Exhibit 99.1
DRDGOLD LIMITED
(Incorporated in the Republic of South Africa)
(Registration number 1895/000926/06)
JSE share code: DRD
ISIN: ZAE000058723
NYSE trading symbol: DRD
(“DRDGOLD”)
TRP RULING ON THE WAIVER OF THE MANDATORY OFFER
Unless otherwise indicated, capitalised words and terms contained in this announcement shall bear
the same meanings ascribed thereto in the circular to DRDGOLD shareholders, dated Monday,
26 February 2018 (“Circular”).
1. Introduction
Shareholders are referred to the announcement published on SENS on Wednesday,
28 March 2018, wherein Shareholders were advised of the results of the General Meeting in
relation to the Transaction.
Shareholders were advised that the Ordinary Resolution approving the Waiver of Mandatory Offer
was approved by the requisite majority and that an application would be made to the TRP to
obtain a ruling with regard to the Waiver.
2. TRP Ruling on the Waiver
Shareholders are advised that following the submission of an application for an exemption from
the obligation of Sibanye-Stillwater to make a mandatory offer to the holders of the remaining
DRDGOLD shareholders in terms of the TRP’s Guideline 2/2011 (“TRP Waiver Ruling”), the
TRP has granted the TRP Waiver Ruling.
The reasons for the granting of the TRP Waiver Ruling are available from the TRP on request by
any DRDGOLD shareholder.

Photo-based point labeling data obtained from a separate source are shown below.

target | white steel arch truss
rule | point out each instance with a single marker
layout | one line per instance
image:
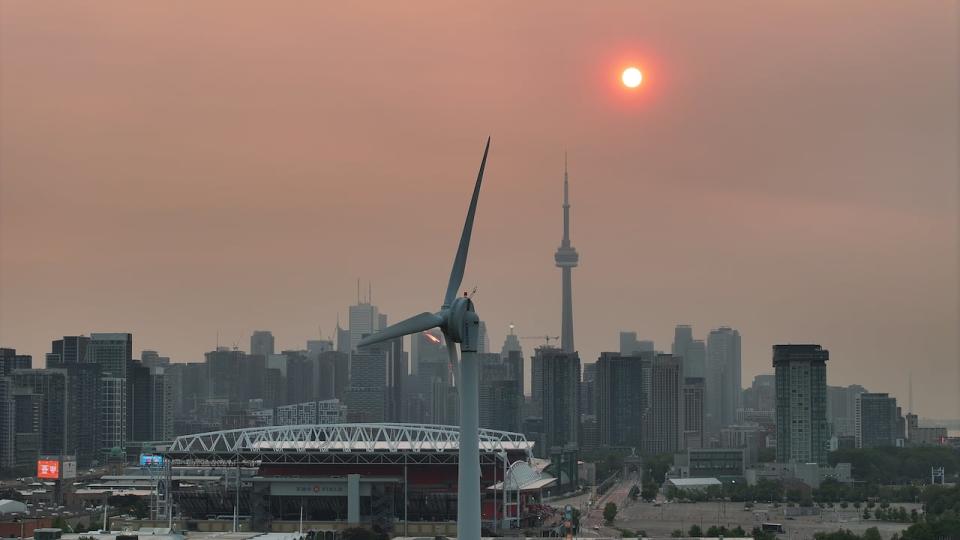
(300, 440)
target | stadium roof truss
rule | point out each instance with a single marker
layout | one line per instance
(339, 443)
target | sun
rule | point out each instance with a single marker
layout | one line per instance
(631, 77)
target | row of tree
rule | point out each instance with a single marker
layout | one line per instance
(886, 466)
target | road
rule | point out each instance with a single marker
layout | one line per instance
(591, 515)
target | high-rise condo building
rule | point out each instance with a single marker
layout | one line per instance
(112, 352)
(724, 387)
(620, 402)
(664, 423)
(262, 343)
(560, 398)
(876, 421)
(801, 401)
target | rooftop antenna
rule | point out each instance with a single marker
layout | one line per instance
(910, 391)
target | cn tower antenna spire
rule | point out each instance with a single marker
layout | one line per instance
(566, 259)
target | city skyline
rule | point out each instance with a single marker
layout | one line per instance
(240, 194)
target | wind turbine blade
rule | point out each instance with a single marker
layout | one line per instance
(460, 262)
(417, 323)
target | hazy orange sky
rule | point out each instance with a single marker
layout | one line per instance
(789, 169)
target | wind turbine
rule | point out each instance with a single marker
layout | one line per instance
(459, 322)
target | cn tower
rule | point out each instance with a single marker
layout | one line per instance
(566, 259)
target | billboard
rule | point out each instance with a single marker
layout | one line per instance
(68, 468)
(151, 460)
(48, 468)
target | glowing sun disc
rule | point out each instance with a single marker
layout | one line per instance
(632, 77)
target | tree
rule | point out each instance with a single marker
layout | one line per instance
(609, 513)
(359, 533)
(649, 491)
(759, 534)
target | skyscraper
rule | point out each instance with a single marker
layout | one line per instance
(112, 352)
(511, 343)
(10, 360)
(724, 388)
(693, 390)
(682, 337)
(262, 343)
(7, 424)
(663, 424)
(801, 394)
(83, 386)
(566, 259)
(842, 409)
(876, 420)
(630, 345)
(70, 349)
(619, 399)
(367, 397)
(560, 397)
(364, 321)
(500, 395)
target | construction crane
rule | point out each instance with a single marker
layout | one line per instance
(544, 338)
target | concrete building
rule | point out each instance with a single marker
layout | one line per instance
(663, 425)
(329, 411)
(561, 386)
(262, 343)
(364, 321)
(10, 360)
(113, 352)
(630, 345)
(801, 393)
(725, 464)
(366, 399)
(842, 409)
(876, 421)
(620, 402)
(693, 394)
(501, 394)
(7, 424)
(724, 386)
(51, 385)
(69, 350)
(511, 343)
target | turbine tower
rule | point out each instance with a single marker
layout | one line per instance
(566, 259)
(458, 321)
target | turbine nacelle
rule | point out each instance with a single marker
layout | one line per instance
(463, 324)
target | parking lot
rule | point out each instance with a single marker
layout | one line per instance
(662, 520)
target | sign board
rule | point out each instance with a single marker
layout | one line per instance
(68, 469)
(151, 460)
(315, 489)
(48, 469)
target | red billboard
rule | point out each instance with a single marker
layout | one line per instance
(49, 469)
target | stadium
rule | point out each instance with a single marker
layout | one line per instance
(398, 478)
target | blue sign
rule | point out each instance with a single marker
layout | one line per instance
(151, 460)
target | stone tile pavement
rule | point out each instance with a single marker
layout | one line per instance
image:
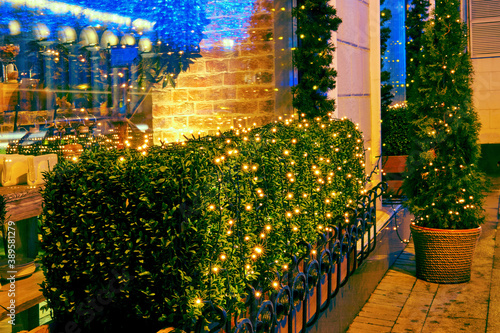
(402, 303)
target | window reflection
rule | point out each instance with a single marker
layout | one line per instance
(87, 72)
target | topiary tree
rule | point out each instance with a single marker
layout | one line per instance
(316, 20)
(443, 184)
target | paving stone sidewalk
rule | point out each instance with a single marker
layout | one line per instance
(402, 303)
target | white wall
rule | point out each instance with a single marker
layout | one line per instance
(358, 67)
(486, 86)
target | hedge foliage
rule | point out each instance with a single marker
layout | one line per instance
(140, 237)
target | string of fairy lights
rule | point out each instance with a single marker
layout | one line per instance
(250, 231)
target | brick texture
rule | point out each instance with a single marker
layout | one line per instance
(229, 86)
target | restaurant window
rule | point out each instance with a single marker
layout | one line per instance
(129, 73)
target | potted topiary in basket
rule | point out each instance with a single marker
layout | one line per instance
(444, 187)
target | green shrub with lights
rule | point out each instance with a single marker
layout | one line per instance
(139, 239)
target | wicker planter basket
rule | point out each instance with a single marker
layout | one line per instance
(444, 256)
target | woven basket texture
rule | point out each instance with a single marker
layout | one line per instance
(444, 256)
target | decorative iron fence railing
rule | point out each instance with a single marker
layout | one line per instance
(311, 283)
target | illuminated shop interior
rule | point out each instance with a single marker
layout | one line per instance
(82, 73)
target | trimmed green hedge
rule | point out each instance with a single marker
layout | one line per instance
(135, 239)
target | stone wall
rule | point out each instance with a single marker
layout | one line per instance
(231, 85)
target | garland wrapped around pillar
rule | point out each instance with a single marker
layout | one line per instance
(316, 20)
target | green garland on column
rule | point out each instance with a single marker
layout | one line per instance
(316, 20)
(416, 15)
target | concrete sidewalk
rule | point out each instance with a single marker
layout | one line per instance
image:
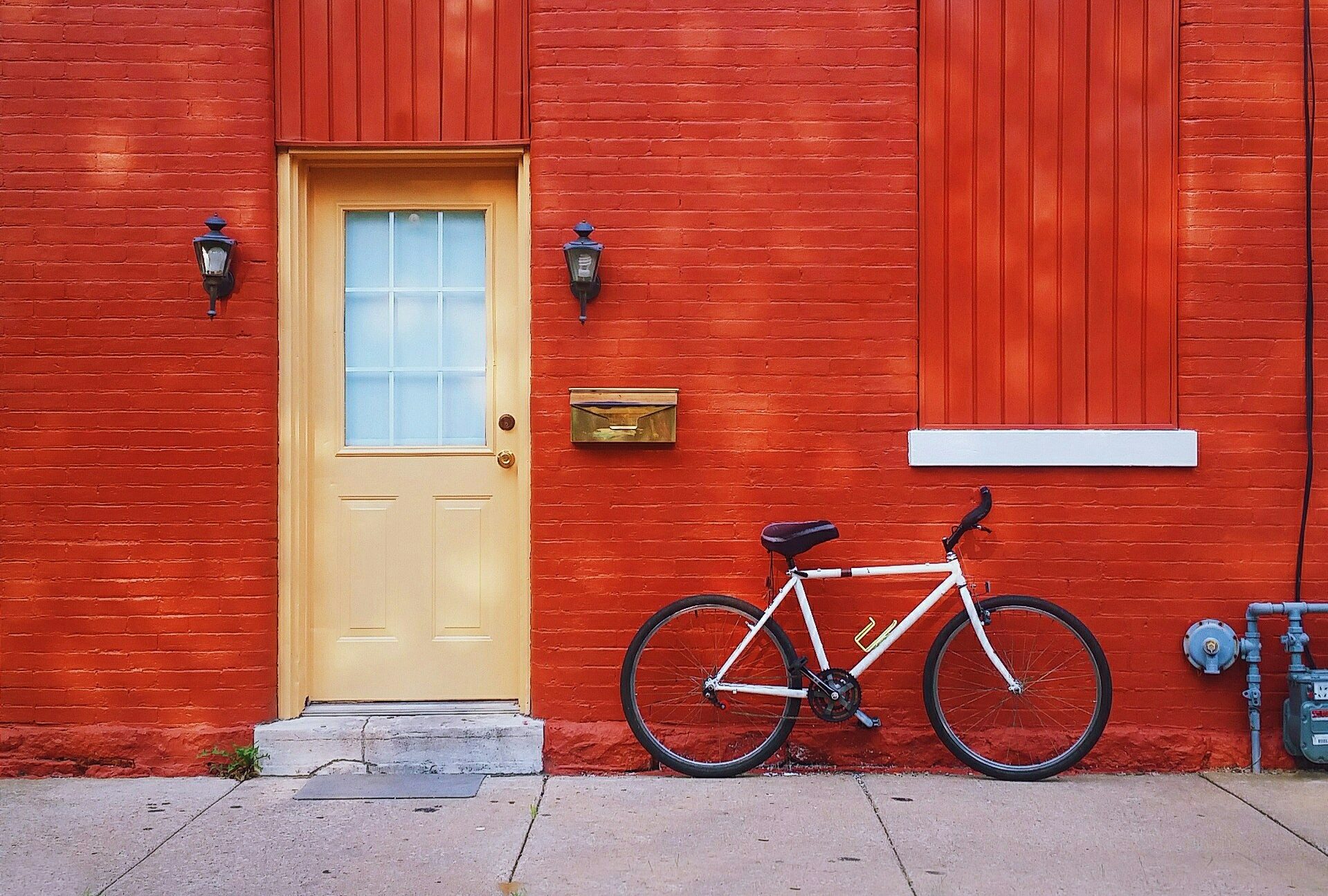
(808, 834)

Shareholders are further advised that they may request the
Takeover Special Committee to review the TRP Waiver Ruling within five business days of this
announcement. Representations should be made in writing and delivered to:
by hand: The Executive Director, Takeover Regulation Panel, 1st Floor, Block 2, Freestone
Park, 135 Patricia Road, Atholl, 2196.
by post: The Executive Director, Takeover Regulation Panel, 1st Floor, Block 2, Freestone
Park, 135 Patricia Road, Atholl, 2196.
by fax: The Executive Director, Takeover Regulation Panel, +27 11 784 0062.
by email: The Executive Director, Takeover Regulation Panel, at
admin@trpanel.co.za
.
In order to be considered, the representations should reach the TRP by no later than the close of
business on Friday, 13 April 2018. The TRP waiver proceedings will be regarded as complete (i)
after the expiry of the aforesaid five business day period if no Shareholder/s requests the
Takeover Special Committee to review the TRP Waiver Ruling or (ii) on the date that the
Takeover Special Committee confirms the TRP Waiver Ruling if Shareholder/s requests the
Takeover Special Committee to review the TRP Waiver Ruling.